Pierre Guillermin, qui est également chasseur, rappelle l’achat de six miradors dont l’installation a été refusée car le bois était traité. « Donc on les a changés. Puis nous avons eu l’autorisation d’en placer trois, dans des endroits décidés par la réserve et pas forcément efficaces. Nous devons les enlever après la période de chasse, y compris les piquets en bois de châtaignier ».
Il ajoute : « Ce sont les agriculteurs qui subissent les dégâts et les chasseurs qui payent. Nous demandons depuis 20 ans un arrêté ministériel pour que les choses évoluent. »
850 000 euros de dégâts
Alain Perrin, administrateur de la Fédération départementale de chasse de l’Isère, abonde en ce sens. « Dans les zones non chassables, les chasseurs payent les dégâts des sangliers qu’ils ne peuvent pas chasser. » Hubert Avril signale « une volonté, au niveau national, de faire évoluer la réglementation pour réguler les grands gibiers car le budget des dégâts payés par les chasseurs explose ». Il estime que les élus locaux doivent être sensibilisés à ces questions.
François José, le vice-président de la FDCI, indique que cette année, la fédération a atteint son maximum d’indemnité en payant 850 000 euros de dégâts dans le département. Ce montant s’élève à 80 millions d’euros au niveau national. Le responsable de la FDCI réclame l’autorisation de survoler la réserve par drone pour faire le comptage des animaux, confirmant le déséquilibre de la faune.

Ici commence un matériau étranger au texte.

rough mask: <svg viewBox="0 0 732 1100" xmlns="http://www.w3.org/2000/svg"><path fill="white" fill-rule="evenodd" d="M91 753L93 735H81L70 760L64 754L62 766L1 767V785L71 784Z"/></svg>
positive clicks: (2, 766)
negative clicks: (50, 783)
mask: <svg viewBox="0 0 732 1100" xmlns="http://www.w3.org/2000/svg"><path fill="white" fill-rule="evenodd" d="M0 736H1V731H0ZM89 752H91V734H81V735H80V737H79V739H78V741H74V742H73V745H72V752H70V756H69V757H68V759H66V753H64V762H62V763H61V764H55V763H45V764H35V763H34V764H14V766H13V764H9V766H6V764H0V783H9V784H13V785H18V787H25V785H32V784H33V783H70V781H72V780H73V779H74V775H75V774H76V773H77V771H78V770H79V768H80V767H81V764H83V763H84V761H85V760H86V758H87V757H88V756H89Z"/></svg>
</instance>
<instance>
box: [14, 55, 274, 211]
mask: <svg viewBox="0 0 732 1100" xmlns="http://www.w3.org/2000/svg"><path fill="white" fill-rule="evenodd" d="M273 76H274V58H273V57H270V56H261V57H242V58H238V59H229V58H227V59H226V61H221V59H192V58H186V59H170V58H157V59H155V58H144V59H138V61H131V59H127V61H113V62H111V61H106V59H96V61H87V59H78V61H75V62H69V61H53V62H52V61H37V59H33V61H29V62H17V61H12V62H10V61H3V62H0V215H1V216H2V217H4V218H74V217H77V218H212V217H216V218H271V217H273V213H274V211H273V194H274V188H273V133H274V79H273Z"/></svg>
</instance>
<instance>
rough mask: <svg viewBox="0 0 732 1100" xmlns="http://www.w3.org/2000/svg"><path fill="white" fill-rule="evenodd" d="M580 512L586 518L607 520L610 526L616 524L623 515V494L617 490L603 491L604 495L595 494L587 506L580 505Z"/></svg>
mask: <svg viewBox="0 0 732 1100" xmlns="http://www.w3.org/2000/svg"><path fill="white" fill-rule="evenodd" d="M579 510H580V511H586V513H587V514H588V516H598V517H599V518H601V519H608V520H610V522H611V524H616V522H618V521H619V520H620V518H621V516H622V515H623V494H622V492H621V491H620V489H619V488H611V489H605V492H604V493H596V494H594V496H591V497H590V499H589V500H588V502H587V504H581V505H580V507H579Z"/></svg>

Jérôme Crozat, le président de la FDSEA et vice-président de la Chambre d’agriculture de l’Isère, conclut la réunion en soulignant que le milieu professionnel est sous pression, tous comme celui des chasseurs. « Nous devons faire front et défendre le milieu rural. Nous avons amélioré nos échanges entre la FDSEA et la FDCI et nous n’avons que le droit de réussir. Nous sommes les premiers acteurs du territoire. »
Isabelle Doucet
« Chaque année, je déclare des dégâts »
En faisant l’acquisition de la ferme du chemin du lac à Châbons, Florian Némoz savait les ravages causés par les sangliers.
Ses parents ont une ferme à Izeaux dans laquelle il a fait ses armes. Dorian Nemoz a acquis l’exploitation de Pierre Guillermin à Châbons en 2023. La ferme laitière du chemin du lac compte un troupeau de 85 montbéliardes à la traite et une SAU de 92 ha, entre prairies et maïs ensilage. Le jeune agriculteur de 24 ans travaille avec son frère en apprentissage. « Chaque année, je déclare des dégâts de gibier, explique-t-il. On m’avait mis au courant quand j’ai repris la ferme. Tout le monde me disait de ne pas acheter ici, mais un ancien m’a dit : tu fais le coup de ta vie. Et c’est vrai qu’il y a des contraintes, comme dans toute ferme qu’on rachète. » Le montant de la transaction s’élève à 750 000 euros, comprenant le bâti, 60 ha de terres et une bonne partie du matériel. Le jeune agriculteur apprécie la proximité de la ferme de ses parents ainsi que celle d’autres jeunes installés. « Il faut que les personnes qui ont le pouvoir fassent entendre aux autres de mettre en place des choses », plaide-t-il, confronté au problème des sangliers. Il cite en exemple l’installation des barrières pour éviter les dégâts de gibier. « Ce n’est pas à moi de le faire, mais je veux bien aider les chasseurs », lance-t-il.